100# all defined together in the _communicators.py file. The communicators manage 

101# the queues that are used to send information between processes, as well as 

102# providing loggers and some other common utility functionality. Communicators 

103# are context managers that take care of cleanly shutting down each process 

104# when it completes or is interrupted; `multiprocessing.Queue` objects need to 

105# be cleared out carefully or you get deadlocks that prevent processes from 

106# actually exiting, and so a lot of the work of the communicators involves 

107# passing sentinal objects over those queues so we can identify when they 

108# really are empty. 

109# 

110# The other modules in the packages include: 

111# 

112# - _config.py: the `AggregatorConfig` model, which is essentially the public 

113# interface for controlling the aggregator. 

114# 

115# - _progress.py: helper objects for [periodic] logging and tqdm progress bars. 

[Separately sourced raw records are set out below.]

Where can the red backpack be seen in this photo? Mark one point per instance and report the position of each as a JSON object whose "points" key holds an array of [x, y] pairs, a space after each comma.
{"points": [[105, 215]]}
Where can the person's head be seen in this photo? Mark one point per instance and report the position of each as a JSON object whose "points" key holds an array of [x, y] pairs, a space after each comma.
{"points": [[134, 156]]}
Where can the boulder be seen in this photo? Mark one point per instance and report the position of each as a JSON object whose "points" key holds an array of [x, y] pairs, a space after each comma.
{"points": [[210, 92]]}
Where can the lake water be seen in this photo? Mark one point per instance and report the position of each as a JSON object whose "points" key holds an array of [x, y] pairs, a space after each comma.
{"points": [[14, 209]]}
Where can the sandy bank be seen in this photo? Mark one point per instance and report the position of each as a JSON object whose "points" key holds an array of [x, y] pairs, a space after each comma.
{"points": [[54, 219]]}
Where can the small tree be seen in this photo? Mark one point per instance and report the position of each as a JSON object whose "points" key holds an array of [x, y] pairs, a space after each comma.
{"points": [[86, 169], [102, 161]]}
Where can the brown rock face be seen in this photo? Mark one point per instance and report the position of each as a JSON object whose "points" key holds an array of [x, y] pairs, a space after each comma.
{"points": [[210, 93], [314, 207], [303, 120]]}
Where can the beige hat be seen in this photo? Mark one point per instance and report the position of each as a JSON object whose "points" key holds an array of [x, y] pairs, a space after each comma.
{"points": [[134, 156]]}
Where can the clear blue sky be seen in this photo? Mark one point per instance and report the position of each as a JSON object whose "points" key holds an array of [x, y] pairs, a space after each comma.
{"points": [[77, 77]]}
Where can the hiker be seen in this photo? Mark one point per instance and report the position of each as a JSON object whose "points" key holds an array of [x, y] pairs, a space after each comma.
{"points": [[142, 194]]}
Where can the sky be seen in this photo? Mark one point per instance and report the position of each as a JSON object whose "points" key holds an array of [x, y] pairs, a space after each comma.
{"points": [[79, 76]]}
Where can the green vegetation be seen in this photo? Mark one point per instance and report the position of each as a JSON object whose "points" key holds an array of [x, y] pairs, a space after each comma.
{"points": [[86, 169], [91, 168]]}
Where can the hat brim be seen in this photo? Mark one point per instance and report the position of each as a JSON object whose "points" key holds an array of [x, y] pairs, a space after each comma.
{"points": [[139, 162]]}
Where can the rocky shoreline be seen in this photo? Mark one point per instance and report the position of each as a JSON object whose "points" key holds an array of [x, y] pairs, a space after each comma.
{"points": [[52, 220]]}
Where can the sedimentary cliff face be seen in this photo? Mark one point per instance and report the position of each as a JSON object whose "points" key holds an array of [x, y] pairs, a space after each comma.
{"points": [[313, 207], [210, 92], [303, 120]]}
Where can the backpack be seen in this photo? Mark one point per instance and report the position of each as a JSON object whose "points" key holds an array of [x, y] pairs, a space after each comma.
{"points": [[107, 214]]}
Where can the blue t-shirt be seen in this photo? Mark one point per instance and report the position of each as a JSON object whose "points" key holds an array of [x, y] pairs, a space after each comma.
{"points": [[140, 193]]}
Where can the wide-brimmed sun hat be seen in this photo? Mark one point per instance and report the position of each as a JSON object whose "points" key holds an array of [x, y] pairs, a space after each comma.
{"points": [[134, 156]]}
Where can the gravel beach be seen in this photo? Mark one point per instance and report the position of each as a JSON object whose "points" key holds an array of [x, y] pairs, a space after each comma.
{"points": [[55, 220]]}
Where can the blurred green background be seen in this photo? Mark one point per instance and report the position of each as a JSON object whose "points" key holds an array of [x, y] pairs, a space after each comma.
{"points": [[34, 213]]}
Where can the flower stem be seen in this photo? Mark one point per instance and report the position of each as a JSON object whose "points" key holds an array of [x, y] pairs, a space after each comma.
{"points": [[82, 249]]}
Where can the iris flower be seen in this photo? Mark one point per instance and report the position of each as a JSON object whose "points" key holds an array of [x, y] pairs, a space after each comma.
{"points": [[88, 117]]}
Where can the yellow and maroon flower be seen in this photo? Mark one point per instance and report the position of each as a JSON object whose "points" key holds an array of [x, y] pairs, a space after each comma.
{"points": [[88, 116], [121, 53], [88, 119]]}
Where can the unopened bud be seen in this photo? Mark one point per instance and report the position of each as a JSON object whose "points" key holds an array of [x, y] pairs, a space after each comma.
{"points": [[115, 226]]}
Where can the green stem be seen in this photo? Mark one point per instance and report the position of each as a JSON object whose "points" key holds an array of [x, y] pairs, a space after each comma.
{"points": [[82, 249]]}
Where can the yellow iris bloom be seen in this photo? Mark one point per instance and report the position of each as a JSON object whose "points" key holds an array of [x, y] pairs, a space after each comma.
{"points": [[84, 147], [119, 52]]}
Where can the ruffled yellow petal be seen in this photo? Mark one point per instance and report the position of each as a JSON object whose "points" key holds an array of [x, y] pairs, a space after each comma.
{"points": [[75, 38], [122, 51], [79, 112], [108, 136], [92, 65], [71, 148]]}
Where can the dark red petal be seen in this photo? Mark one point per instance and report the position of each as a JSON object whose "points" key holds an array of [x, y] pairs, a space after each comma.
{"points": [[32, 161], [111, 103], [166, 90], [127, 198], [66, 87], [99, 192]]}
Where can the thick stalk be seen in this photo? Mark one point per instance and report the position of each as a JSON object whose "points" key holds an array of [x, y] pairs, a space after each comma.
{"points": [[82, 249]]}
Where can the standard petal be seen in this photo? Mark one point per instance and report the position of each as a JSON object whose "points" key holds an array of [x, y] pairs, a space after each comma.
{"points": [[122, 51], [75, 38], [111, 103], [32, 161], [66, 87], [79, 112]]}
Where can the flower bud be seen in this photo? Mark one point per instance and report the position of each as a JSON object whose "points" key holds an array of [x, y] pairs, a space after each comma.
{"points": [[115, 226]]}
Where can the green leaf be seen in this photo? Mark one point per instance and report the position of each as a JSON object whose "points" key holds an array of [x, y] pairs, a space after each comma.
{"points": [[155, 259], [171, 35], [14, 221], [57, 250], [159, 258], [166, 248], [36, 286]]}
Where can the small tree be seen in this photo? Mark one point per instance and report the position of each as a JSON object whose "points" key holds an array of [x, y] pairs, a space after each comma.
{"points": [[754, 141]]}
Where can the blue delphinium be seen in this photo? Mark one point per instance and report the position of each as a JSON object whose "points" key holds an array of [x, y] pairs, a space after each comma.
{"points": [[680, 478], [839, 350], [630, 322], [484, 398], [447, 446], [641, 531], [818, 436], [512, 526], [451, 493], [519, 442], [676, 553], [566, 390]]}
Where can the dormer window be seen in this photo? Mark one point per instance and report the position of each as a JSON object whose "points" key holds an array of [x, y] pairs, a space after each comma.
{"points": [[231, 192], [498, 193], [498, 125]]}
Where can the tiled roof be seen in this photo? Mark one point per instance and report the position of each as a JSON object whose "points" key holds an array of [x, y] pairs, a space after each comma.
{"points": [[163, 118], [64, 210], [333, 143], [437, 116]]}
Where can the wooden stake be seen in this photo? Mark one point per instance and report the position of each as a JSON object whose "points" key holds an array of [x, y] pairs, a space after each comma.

116# It's not clear the tqdm stuff should continue to exist once development of 

117# the tool is complete and we stop wanting to run it from an interactive 

118# terminal, but it's certainly been useful for development so far. 

119# 

120# - _structs.py: simple dataclasses used by multiple workers (most of what we 

121# put on the queues to request scans/ingests/writes); 

122# 

123# The main logger used by the aggregator is called 

124# ``lsst.pipe.base.quantum_graph.aggregator``, and it emits at ``VERBOSE`` and 

125# above. At ``VERBOSE``, it's also used for periodic reporting of status 

126# (unless the tqdm progress bars are enabled instead). Each worker also has its 

127# own log (including the supervisor) with names like 

128# ``lsst.pipe.base.quantum_graph.aggregator.scanner-012`` that include 

129# additional information at ``DEBUG`` and above, but these are *not* propagated 

130# up; instead there's a config option to write per-worker logs to separate 

131# files in a directory. It would probably be more idiomatic to set up a 

132# QueueHandler to feed all the LogRecords the supervisor and use Python logging 

133# configuration to send them wherever desired, but:: 

134# 

135# - that seemed to require more wading into `lsst.daf.butler.cli.cliLog` a lot 

136# more than I cared to (especially considering that we want this to work in 

137# `threading` and `multiprocessing`, and logging configuration is very 

138# different in those two contexts); 

139# 

140# - having the worker logs go to separate files is actually very nice, and it's 

141# more efficient if they just do that themselves, and that's not something 

142# our logging CLI can actually do, AFAICT.